Rita describes the high points in her life and her connection to her past.
And once you were older you said you met Dorrith Sim. After that did you meet other people who came on the Kindertransport? What happened with that?
RM: Yes I used to go to meetings, Kindertransport meetings, which was nice because I met a lot of people on the same boat as I was. And Dorrith particularly was my friend.
INT: Yes and I think the people who came over all went in different directions didn’t they?
RM: They did, they did.
INT: I was going to ask you a little about your social life here. Was that primarily with your new friends through your husband?
INT: And now at this stage in your life, do you consider yourself Scottish or still a bit German or what?
RM: Scottish with German. Still German blood in my veins, Jewish German blood in my veins.
INT: Now asking you about your… Looking back on life, I’m sure that the worst experience of course must have been leaving Germany. What would you describe as the high points in your life?
RM: High points?
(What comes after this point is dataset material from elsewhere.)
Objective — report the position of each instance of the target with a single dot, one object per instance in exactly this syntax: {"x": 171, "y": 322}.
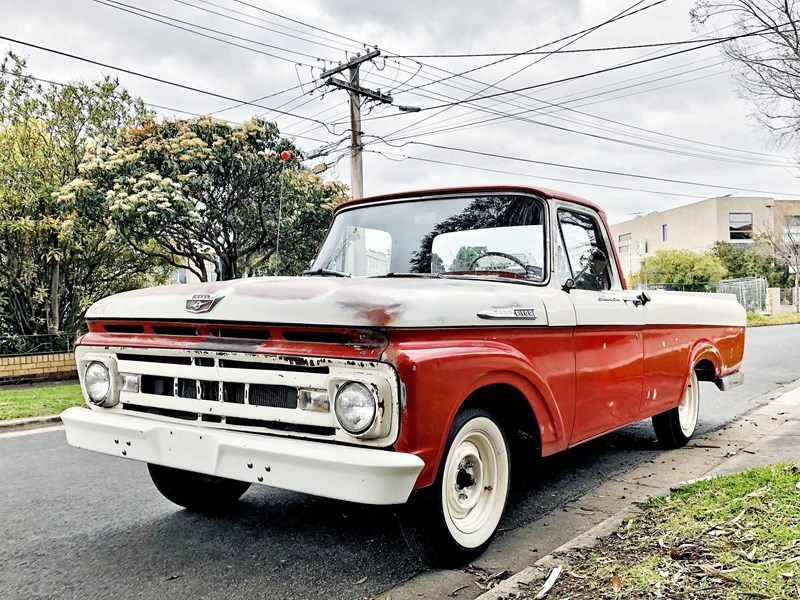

Meeting my husband; getting married; having a wonderful life. 61 years we were married and life was very nice then. And then he took Parkinson’s, [he] was very unwell. I lost him too.
INT: But at least you had these years and he certainly seemed a man of decisiveness if he spotted you at this early stage.
RM: Yes, we were very happily married.
INT: And grandchildren?
INT: And do your grandchildren feel a connection to their Jewish background? This part of your life?
RM: Some of them do. Leah, who’s called after my mother, she went to Israel, I told you, and she just loves Israel and relatives there. She decided that she would go and she feels… She’s a sailor; she’s at sea in the Merchant Navy. And she’s a very independent girl. So she’s coming home at the end of the month. I look forward to seeing her. But she’s very interested in Israel at the moment.
INT: That’s interesting. It was very nice to speak to you Rita and thank you for coming to us this morning. Thank you very much.